Promulgué le 4 Ventôse suivant.

Titre XIV.
du cautionnement.


Chapitre I.er
de la nature et de l’étendue du cautionnement.

2011.

Celui qui se rend caution d’une obligation, se soumet envers le créancier à satisfaire à cette obligation, si le débiteur n’y satisfait pas lui-même.

2012.

Le cautionnement ne peut exister que sur une obligation valable.

On peut néanmoins cautionner une obligation, encore qu’elle put être annullée par une exception purement personnelle à l’obligé ; par exemple, dans le cas de minorité.

2013.

Le cautionnement ne peut excéder ce qui est dû par le débiteur, ni être contracté sous des conditions plus onéreuses.

Il peut être contracté pour une partie de la dette seulement, et sous des conditions moins onéreuses.

Le cautionnement qui excède la dette, ou qui est contracté sous des conditions plus onéreuses, n’est point nul : il est seulement réductible à la mesure de l’obligation principale.

2014.

On peut se rendre caution sans ordre de celui pour lequel on s’oblige, et même à son insu.
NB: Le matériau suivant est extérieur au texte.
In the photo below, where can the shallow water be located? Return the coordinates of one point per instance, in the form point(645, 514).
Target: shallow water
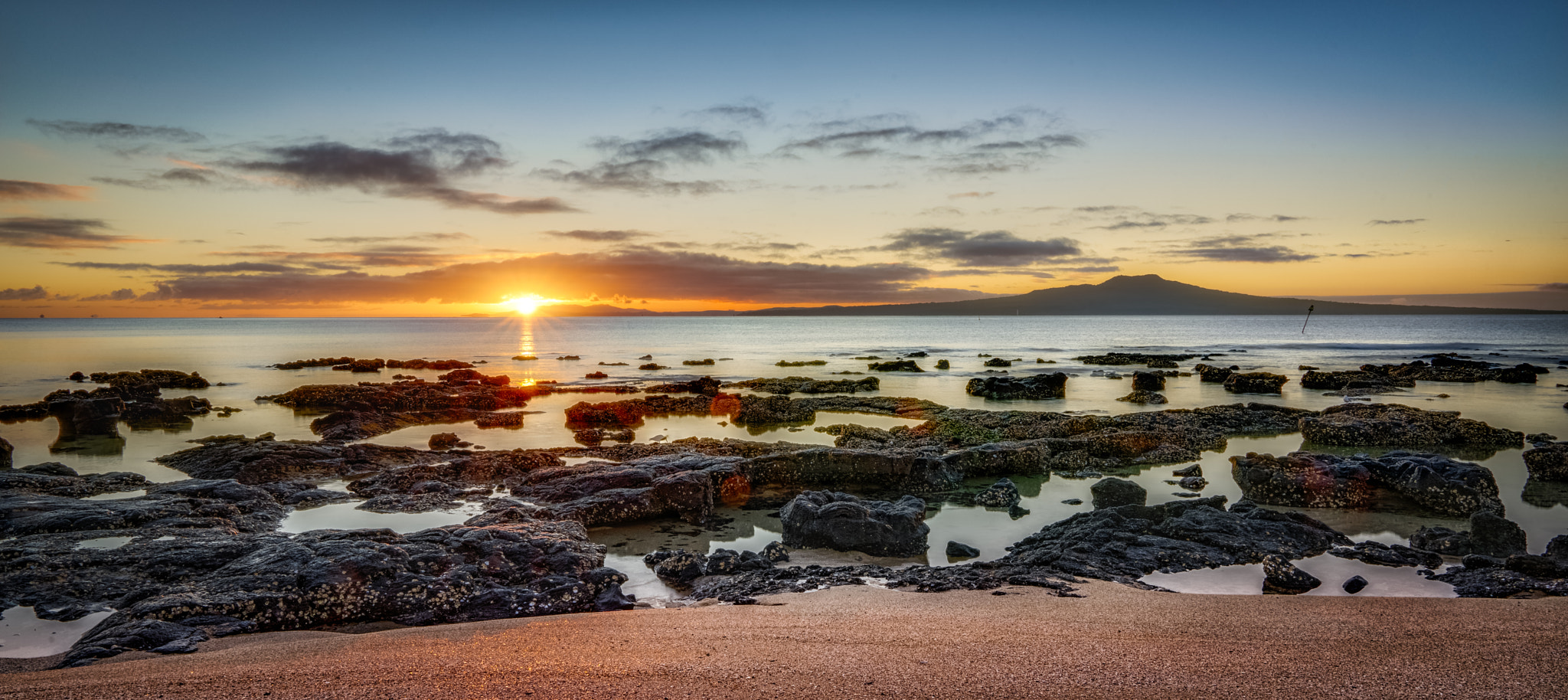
point(237, 352)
On peut aussi se rendre caution, non-seulement du débiteur principal, mais encore de celui qui l’a cautionné.

2015.

Le cautionnement ne se présume point ; il doit être exprès, et on ne peut pas l’étendre au-delà des limites dans lesquelles il a été contracté.

2016.

Le cautionnement indéfini d’une obligation principale s’étend à tous les accessoires de la dette, même aux frais de la première demande, et à tous ceux postérieurs à la dénonciation qui en est faite à la caution.

2017.

Les engagemens des cautions passent à leurs héritiers, à l’exception de la contrainte par corps, si l’engagement était tel que la caution y fût obligée.

2018.

Le débiteur obligé à fournir une caution doit en présenter une qui ait la capacité de contracter, qui ait un bien suffisant pour répondre de l’objet de l’obligation, et dont le domicile soit dans le ressort du tribunal d’appel où elle doit être donnée.

2019.

La solvabilité d’une caution ne s’estime qu’eu égard à ses propriétés foncières, excepté en matière de commerce ou lorsque la dette est modique.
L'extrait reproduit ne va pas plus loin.